We all lived out of state, the condition of their room was dismaying staff only paid close attention when family was in town.

So glad we’re done with that facility it was like daylight robbery a crime what my parents paid.

There’s a lot of big trucking firms out there, and you don’t want to know how much farmland ADM owns. As both professions are… let’s just say less social and more individual, if they stay unvaccinated, it won’t have as much of an effect as, say, grocery clerks. Healthcare workers? Mandatory vaccination will drive out the ones that don’t belong anyway.

It’s going to be interesting. Rubber is going to meet the road by the end of the year at the latest. At my job it will be in November, when my employer has indicated it will be vaccination, a qualifying exemption + regular testing or the unemployment line. A minority but still sizeable contingent of employees concentrated in a couple of work areas (shockingly the very areas where over 90 odd% of our COVID infections have occurred! Quelle surprise!) are digging in their heels. The union is arguing we can’t possibly part with up to quarter of the workforce without massive disruption - my employer is so far doubling down and not giving in. We’ll see who blinks first.

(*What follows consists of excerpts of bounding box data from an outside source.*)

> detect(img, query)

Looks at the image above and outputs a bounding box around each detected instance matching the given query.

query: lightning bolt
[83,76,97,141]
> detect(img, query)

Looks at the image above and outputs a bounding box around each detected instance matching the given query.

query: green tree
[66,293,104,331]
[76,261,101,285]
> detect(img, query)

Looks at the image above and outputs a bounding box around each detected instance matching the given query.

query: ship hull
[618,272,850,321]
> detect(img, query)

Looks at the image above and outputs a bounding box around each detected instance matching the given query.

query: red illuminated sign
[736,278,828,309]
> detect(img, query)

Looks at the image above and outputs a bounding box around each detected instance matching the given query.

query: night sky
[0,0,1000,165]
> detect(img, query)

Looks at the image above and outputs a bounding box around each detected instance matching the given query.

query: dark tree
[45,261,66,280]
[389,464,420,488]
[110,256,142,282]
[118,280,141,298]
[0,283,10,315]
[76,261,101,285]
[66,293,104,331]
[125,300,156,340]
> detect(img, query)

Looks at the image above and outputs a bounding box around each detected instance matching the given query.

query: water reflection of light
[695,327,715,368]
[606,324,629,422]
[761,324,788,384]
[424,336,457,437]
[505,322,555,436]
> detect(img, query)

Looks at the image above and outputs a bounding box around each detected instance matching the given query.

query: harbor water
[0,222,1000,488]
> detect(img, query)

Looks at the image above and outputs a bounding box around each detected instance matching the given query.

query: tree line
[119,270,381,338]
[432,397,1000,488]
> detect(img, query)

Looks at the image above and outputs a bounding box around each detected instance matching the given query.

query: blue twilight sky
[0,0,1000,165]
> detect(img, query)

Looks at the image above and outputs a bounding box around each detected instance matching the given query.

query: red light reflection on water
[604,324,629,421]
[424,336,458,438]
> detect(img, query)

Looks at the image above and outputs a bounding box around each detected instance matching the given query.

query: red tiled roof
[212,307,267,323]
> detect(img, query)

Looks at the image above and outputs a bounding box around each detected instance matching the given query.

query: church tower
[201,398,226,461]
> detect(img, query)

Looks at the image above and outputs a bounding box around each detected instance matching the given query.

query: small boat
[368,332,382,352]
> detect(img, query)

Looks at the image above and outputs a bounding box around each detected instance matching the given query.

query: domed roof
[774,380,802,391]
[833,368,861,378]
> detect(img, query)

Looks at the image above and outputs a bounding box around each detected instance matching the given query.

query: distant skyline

The problem for the holdouts is that here in CA it is going to soon become very difficult to evade a vaccine mandate in state anywhere. One thing if you can just get a different job locally, another if you functionally have to move out of state to find work. And with no guarantees mandates might not end up being the hellhound dogging your trail wherever you go. We shall see. I do predict some at least short to medium-term pain as the idiots cause vital service work forces to contract. But c’est la vie - morons can’t be catered too indefinitely.

The Times reported today that the number of New York healthcare workers who are vaccinated rose from 82% to 92% in one week, before the mandates kick in.